NoETL – Persistent (History) Staging Area (PSA)
After setting up the initial data staging in the previous post we can load the detected data delta into the historical archive: the Persistent Staging Area (PSA). The PSA is the foundation of the Virtual Enterprise Data Warehouse because all upstream modelling and representation essentially reads from this ‘archive of (data) changes’. This is because the PSA has all the information that was ever presented to the Data Warehouse, either in structured or unstructured format. To make any upstream virtualization possible the Data Warehouse load/date time is ‘hardened’ into the Staging Area; by the interface that captures the data delta. This is explained in more detail in this post.
Now the data delta is present, the PSA ETL effectively compares and loads the delta into the PSA tables that correspond to the Staging Area counterparts (as-is). The generated view will show what data delta can be loaded to the PSA, and the INSERT INTO equivalent directly inserts the delta into the PSA. This means the view needs to include logic to:
- Ensure there is actually a change (hash comparison)
- Prevent reloads (point-in-time reload prevention)
- Processing of multiple changes in a delta, for a single natural key
As always, to remain scalable and flexible it is vitally important to be able to process multiple changes for a key in one pass. And of course you must be able to run ‘ETL’ all the time, and even multiple times, without causing problems. We can do this by generating the logic (view, ETL, anything) using the available metadata and patterns. All connections and naming conventions are driven by the information specified in the tool.
The views are now generated and visible as SQL and they are also created directly into the database, including the change comparison and reload prevention. This principle relies on the data delta already being calculated properly by the Staging Area ETL, so for instance logical deletes are already present (and don’t need to be compared further). However, they are still part of the change comparison as records may be deleted and then re-inserted.

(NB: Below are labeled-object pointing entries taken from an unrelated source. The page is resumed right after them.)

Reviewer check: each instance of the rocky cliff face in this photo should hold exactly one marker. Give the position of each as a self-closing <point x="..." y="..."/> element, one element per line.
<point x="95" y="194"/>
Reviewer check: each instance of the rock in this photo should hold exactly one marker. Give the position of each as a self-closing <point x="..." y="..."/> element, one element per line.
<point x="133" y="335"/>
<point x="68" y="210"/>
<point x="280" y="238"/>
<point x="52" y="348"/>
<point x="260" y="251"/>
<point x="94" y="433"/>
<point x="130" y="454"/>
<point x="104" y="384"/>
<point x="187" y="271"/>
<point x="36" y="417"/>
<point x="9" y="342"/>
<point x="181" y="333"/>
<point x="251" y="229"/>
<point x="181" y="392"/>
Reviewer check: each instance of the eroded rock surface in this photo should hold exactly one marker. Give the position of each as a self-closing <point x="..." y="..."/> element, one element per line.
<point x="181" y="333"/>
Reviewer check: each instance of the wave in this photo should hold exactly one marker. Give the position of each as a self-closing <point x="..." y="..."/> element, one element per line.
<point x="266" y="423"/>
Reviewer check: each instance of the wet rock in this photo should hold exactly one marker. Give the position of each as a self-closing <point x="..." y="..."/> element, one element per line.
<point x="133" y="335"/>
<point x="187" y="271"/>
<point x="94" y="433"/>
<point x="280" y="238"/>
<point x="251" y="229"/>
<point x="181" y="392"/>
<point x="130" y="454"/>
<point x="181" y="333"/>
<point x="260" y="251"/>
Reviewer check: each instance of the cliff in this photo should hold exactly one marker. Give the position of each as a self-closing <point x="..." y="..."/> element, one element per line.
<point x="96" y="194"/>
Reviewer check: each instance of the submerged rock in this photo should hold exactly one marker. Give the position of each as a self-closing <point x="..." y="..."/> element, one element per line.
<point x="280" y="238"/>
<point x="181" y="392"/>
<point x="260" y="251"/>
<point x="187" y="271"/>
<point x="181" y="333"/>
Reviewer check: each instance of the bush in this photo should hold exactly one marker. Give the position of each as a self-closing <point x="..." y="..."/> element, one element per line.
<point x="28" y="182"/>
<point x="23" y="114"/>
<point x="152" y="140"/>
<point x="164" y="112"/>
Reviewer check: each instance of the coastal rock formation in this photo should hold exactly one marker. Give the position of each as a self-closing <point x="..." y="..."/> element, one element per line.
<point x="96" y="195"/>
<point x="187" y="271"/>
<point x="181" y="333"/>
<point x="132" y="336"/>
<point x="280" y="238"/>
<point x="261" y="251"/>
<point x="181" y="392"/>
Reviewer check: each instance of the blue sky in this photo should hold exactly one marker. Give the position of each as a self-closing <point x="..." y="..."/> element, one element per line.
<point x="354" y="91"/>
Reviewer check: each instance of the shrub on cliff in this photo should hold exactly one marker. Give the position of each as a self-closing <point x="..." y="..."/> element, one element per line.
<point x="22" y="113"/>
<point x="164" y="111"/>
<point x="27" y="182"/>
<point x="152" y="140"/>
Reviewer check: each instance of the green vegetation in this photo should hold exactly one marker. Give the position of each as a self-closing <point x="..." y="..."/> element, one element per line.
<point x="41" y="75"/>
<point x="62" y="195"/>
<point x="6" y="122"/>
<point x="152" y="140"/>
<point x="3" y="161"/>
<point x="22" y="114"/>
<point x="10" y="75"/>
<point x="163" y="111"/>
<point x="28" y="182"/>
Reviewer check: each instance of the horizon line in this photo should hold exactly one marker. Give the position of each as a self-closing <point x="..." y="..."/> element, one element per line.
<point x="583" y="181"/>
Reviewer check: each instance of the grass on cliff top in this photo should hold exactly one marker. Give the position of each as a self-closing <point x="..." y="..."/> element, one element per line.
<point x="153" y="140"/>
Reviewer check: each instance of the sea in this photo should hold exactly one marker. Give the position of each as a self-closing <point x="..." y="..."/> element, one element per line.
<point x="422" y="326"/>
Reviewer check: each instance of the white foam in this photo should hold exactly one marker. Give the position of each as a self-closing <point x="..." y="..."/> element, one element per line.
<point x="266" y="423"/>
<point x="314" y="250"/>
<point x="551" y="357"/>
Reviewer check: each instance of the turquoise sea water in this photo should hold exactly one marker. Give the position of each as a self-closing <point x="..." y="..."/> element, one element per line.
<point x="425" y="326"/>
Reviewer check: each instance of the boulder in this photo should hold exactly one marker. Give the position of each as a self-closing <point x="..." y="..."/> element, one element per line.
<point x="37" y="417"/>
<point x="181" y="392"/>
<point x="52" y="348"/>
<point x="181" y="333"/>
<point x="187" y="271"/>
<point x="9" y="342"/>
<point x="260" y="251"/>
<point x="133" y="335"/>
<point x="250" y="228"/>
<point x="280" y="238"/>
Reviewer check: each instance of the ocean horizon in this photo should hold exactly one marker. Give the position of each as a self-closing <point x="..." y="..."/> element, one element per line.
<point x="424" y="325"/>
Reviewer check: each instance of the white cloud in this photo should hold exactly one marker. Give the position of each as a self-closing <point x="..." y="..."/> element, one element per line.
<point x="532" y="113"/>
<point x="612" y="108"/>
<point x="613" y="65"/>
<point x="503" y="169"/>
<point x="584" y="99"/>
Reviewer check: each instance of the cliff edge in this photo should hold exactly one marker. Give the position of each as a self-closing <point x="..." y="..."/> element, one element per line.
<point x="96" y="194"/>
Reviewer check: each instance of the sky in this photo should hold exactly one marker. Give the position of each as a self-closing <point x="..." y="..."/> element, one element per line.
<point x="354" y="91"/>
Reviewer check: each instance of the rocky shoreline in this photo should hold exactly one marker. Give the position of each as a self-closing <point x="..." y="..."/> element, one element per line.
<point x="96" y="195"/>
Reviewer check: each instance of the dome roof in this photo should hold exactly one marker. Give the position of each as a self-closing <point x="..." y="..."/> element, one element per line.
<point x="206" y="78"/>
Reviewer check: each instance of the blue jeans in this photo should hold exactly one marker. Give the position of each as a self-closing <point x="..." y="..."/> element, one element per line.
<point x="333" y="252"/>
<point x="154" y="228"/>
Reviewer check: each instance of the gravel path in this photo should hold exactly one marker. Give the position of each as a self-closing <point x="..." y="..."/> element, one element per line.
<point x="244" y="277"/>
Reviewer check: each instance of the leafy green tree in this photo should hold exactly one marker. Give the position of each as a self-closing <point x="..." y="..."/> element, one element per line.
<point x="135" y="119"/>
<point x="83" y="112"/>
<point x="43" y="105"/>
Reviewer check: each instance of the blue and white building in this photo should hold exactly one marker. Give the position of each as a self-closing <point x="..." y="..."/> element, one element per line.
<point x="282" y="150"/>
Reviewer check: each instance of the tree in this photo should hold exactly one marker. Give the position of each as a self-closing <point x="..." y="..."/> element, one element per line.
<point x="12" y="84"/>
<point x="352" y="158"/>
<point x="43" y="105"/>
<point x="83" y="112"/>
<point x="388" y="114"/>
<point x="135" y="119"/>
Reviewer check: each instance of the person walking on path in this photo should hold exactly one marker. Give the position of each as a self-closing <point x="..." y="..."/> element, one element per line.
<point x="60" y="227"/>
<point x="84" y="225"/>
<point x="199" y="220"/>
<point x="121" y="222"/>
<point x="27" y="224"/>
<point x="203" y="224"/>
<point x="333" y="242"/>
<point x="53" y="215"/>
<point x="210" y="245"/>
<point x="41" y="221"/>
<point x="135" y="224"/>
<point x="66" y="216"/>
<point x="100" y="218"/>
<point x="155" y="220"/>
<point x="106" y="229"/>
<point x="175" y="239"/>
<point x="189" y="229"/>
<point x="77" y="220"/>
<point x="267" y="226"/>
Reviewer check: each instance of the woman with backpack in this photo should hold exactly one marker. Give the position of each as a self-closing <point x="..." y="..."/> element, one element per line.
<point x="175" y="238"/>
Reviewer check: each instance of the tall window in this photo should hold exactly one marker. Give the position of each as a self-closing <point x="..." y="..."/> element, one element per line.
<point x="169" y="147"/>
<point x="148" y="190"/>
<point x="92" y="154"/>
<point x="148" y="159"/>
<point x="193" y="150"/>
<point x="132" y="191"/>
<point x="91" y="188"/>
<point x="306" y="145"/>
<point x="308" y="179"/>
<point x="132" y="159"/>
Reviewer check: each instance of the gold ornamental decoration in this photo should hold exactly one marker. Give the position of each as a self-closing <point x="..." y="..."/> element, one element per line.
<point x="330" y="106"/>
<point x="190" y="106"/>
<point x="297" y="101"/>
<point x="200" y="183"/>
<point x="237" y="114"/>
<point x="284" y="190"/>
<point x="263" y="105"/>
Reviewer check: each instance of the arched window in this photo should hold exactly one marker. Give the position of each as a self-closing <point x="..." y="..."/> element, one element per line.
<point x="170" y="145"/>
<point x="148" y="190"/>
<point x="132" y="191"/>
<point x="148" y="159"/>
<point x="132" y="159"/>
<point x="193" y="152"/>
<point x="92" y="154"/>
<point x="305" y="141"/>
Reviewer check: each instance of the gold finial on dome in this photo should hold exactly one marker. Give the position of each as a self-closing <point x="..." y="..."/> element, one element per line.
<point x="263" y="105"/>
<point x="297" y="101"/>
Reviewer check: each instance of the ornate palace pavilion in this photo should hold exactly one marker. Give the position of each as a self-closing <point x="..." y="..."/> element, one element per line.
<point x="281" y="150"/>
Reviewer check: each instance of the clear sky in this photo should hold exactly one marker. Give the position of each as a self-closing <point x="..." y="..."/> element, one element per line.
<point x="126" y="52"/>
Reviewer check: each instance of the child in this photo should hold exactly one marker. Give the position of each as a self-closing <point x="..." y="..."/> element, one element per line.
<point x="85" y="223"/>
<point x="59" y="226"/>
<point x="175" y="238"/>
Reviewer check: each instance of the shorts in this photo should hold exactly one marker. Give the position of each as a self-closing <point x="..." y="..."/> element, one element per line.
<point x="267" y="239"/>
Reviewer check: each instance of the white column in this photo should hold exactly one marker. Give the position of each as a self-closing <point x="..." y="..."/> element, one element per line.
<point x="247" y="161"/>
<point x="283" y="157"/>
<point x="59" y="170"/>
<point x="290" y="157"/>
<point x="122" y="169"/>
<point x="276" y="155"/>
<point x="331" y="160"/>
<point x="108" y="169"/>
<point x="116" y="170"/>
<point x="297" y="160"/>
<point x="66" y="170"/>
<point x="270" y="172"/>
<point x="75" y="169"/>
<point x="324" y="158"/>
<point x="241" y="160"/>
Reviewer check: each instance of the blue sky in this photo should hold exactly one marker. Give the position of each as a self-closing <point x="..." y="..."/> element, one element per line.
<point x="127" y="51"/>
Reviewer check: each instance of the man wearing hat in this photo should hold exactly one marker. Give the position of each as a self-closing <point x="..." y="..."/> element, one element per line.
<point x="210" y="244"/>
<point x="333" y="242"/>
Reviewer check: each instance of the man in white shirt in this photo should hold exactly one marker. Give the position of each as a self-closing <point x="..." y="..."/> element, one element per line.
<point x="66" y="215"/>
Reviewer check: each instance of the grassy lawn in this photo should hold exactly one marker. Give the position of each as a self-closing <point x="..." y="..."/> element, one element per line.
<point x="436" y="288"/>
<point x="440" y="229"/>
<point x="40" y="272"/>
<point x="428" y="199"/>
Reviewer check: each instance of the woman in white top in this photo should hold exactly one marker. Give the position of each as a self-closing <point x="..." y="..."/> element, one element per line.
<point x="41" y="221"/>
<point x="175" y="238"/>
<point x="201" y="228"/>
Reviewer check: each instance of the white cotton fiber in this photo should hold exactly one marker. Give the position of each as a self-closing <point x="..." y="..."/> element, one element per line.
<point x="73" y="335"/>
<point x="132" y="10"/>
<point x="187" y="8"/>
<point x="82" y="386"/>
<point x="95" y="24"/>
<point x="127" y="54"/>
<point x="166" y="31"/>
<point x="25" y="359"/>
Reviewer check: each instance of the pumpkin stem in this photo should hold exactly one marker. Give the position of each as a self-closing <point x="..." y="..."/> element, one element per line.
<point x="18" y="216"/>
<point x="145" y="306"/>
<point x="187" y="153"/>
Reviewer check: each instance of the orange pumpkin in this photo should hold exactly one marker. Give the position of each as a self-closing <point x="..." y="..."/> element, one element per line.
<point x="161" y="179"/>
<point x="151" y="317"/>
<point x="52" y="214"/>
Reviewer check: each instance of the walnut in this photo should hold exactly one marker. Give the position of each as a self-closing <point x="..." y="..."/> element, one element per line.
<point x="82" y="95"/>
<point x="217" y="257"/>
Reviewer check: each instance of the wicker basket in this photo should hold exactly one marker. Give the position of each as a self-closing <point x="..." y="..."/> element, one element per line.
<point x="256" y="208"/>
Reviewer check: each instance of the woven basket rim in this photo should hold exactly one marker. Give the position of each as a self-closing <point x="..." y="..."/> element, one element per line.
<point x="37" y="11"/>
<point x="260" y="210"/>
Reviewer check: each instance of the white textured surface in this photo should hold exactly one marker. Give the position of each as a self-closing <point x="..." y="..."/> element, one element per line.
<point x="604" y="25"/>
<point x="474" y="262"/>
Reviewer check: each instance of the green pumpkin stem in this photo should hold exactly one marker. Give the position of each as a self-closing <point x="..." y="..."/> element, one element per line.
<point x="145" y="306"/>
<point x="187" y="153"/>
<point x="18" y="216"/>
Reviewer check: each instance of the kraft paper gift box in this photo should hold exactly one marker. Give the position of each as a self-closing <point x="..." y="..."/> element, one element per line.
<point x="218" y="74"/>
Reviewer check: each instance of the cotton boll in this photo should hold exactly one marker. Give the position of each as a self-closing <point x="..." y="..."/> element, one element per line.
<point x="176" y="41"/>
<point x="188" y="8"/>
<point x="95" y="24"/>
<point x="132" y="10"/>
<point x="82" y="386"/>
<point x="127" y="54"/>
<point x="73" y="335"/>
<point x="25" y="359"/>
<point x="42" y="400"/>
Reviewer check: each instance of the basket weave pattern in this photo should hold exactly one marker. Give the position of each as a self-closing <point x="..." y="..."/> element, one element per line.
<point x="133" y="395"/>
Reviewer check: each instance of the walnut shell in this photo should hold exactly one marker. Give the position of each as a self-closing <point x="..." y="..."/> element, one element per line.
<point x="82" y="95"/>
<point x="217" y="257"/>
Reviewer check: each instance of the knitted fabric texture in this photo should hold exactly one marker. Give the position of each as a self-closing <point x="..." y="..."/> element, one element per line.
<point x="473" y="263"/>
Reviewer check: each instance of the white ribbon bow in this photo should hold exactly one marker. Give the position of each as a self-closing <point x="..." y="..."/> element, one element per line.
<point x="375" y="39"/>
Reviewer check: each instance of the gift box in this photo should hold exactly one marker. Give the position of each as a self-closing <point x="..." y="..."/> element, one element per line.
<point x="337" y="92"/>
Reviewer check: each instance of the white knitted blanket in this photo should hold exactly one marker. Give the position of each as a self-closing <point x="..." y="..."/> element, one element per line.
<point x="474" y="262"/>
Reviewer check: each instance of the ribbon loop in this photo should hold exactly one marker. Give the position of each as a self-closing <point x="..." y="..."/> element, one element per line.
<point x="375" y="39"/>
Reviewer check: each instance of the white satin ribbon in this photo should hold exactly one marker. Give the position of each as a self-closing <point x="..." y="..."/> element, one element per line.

These views show you exactly what information still needs to be added to the PSA, they are fairly straightforward but may look fairly complex due to the reprocessing and multiple-change logic. The following diagram explains this in a bit more detail:
It’s all pattern-based and easy to automate even thought it may appear overly complex. But then again, the logic is meant to support many scenarios and ultimately is generic so you only need to document this once.
With the PSA views being generated we can make these act as ETL; first let’s see review the output from the generated view.
The output shows the Staging record that have not been processed yet, so we can now run the PSA view as INSERT INTO statement (and execute this immediately in our case):
When we re-run the PSA view we will not see any results, because the ‘prevent rerun’ logic is doing its job. This neatly fits in to the ETL principles of not breaking things when run out of order or multiple times.
With this the foundation for upstream (Data Vault, Dimensional) virtualization has been established and we have an easy to configure historical archive we can try out different models with.